TONNERRE SOUS LES TROPIQUES
« It’s the stupidest idea I’ve ever heard ! »
Telle fut la réaction de Robert Downey Jr. quand Ben Stiller lui proposa le rôle de Kirk Lazarus dans Tonnerre sous les Tropiques. Sans se laisser démonter, l’acteur-réalisateur lui répliqua avec un enthousiasme hors du commun : « Yeah I know ! Isn’t it great ? »
Ce court dialogue résume à merveille cet OVNI cinématographique : irrévérencieux, décalé et à mille lieues des blockbusters habituels, cette franche comédie aurait pourtant pu tourner au vinaigre si Ben Stiller n’avait pas eu l’intelligence de si bien s’entourer puisque, outre son casting impressionnant, le comédien s'est associé à Justin Theroux et Ethan Coen pour l'écriture du scénario.

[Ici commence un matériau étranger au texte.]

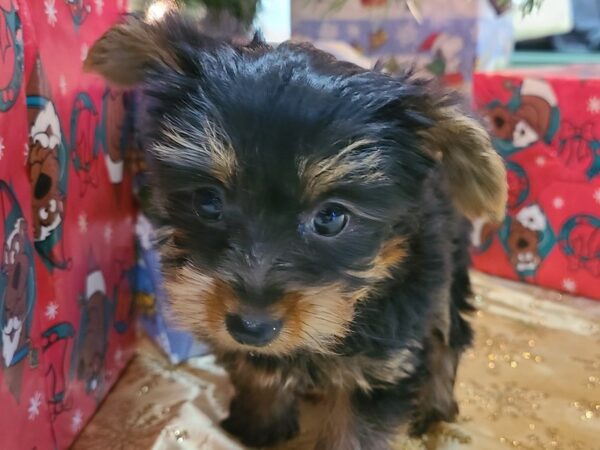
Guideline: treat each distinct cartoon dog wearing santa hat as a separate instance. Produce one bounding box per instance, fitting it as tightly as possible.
[484,78,560,156]
[500,204,554,278]
[27,59,69,269]
[0,0,25,112]
[0,181,35,401]
[558,214,600,277]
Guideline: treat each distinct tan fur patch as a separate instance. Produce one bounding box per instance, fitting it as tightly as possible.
[414,333,459,432]
[274,285,354,354]
[422,107,508,225]
[152,119,237,186]
[298,139,387,200]
[84,18,181,87]
[165,265,354,355]
[349,236,407,282]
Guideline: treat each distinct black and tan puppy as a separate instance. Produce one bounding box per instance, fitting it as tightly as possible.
[86,15,506,450]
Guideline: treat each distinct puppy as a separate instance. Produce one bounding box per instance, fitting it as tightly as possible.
[85,14,507,450]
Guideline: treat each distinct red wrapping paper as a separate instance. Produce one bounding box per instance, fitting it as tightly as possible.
[0,0,135,450]
[473,66,600,299]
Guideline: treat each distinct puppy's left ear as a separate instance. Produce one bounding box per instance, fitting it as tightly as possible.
[84,11,206,87]
[421,102,508,221]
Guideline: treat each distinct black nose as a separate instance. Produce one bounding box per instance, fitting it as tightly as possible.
[225,314,282,347]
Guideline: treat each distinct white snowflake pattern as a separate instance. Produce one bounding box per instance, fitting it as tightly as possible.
[71,409,83,432]
[27,391,42,420]
[347,24,360,39]
[44,0,58,27]
[563,278,577,292]
[80,43,89,61]
[319,22,339,39]
[58,75,67,95]
[44,302,58,320]
[104,224,112,243]
[396,22,419,45]
[588,96,600,114]
[77,213,87,233]
[552,197,565,209]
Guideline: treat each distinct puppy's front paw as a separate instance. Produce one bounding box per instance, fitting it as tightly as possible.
[221,411,299,447]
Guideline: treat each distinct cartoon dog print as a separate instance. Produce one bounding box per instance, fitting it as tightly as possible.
[65,0,92,27]
[558,214,600,277]
[42,322,75,421]
[0,181,35,401]
[69,92,99,197]
[484,78,560,154]
[28,102,64,241]
[27,59,70,270]
[502,204,554,277]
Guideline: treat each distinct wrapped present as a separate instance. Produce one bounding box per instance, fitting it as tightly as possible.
[134,214,208,364]
[473,65,600,299]
[0,0,135,444]
[292,0,513,93]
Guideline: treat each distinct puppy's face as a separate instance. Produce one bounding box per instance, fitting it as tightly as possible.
[87,16,506,354]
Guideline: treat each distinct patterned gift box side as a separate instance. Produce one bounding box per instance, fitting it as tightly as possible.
[0,0,135,448]
[473,66,600,299]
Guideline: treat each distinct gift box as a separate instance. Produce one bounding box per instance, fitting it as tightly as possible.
[0,0,136,444]
[122,91,208,364]
[473,65,600,299]
[292,0,513,93]
[134,214,208,364]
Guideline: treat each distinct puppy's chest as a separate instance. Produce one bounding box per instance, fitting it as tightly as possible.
[231,349,417,396]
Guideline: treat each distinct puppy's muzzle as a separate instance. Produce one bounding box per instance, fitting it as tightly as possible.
[225,314,283,347]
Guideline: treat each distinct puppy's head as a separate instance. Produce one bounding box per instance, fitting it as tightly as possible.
[86,15,506,355]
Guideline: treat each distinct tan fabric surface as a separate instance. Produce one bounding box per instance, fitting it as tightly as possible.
[75,274,600,450]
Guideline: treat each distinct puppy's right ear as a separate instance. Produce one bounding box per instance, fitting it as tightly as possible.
[84,16,184,87]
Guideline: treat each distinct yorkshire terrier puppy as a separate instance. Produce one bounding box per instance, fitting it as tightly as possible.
[86,14,507,450]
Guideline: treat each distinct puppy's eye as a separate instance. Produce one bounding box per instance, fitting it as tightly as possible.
[192,188,223,220]
[312,205,348,237]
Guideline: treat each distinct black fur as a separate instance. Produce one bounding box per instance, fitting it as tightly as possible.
[95,12,482,448]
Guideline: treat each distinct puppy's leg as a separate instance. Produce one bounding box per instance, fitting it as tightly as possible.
[410,333,460,436]
[298,389,395,450]
[222,375,299,447]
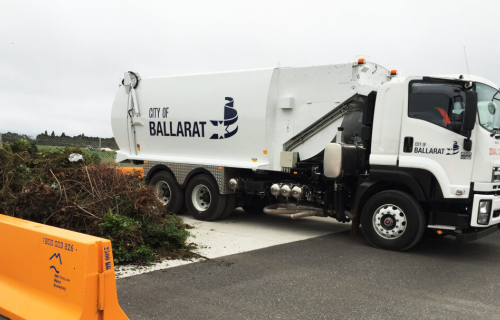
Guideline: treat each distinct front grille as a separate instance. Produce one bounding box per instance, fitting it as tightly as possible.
[493,210,500,218]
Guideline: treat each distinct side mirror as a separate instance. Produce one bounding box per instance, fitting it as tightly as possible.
[462,91,477,131]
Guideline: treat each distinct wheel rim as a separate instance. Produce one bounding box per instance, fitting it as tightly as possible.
[191,184,212,211]
[372,204,408,240]
[156,181,172,206]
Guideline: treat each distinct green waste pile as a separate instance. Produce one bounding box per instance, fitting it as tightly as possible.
[0,140,191,264]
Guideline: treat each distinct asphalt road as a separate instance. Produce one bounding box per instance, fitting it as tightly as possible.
[117,228,500,319]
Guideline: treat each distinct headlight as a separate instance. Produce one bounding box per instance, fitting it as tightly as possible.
[477,200,491,225]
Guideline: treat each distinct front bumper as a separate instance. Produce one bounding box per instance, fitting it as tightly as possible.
[470,194,500,228]
[455,224,500,242]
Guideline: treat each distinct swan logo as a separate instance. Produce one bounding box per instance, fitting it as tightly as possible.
[149,97,238,140]
[210,97,238,139]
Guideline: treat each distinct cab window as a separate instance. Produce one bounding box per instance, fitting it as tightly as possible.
[408,82,465,133]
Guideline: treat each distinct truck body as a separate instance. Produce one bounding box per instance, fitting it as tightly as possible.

Le script, pourtant, n'a pas de quoi casser trois pattes à un canard : mise en abyme improbable autour d'un film qui n'est pas près de voir le jour, Tonnerre sous les Tropiques met en scène le tournage chaotique du « plus grand film de guerre de tous les temps » basé sur l'histoire d'un vétéran du Vietnam (Nick Nolte) – histoire interprétée par un casting haut de gamme : Tugg Speedman (Ben Stiller), superstar du film d'action, Jeff Portnoy (Jack Black), grand spécialiste de l'humour pipi-caca et Kirk Lazarus (magnifique Robert Downey Jr.), acteur « méthode » australien multi-oscarisé.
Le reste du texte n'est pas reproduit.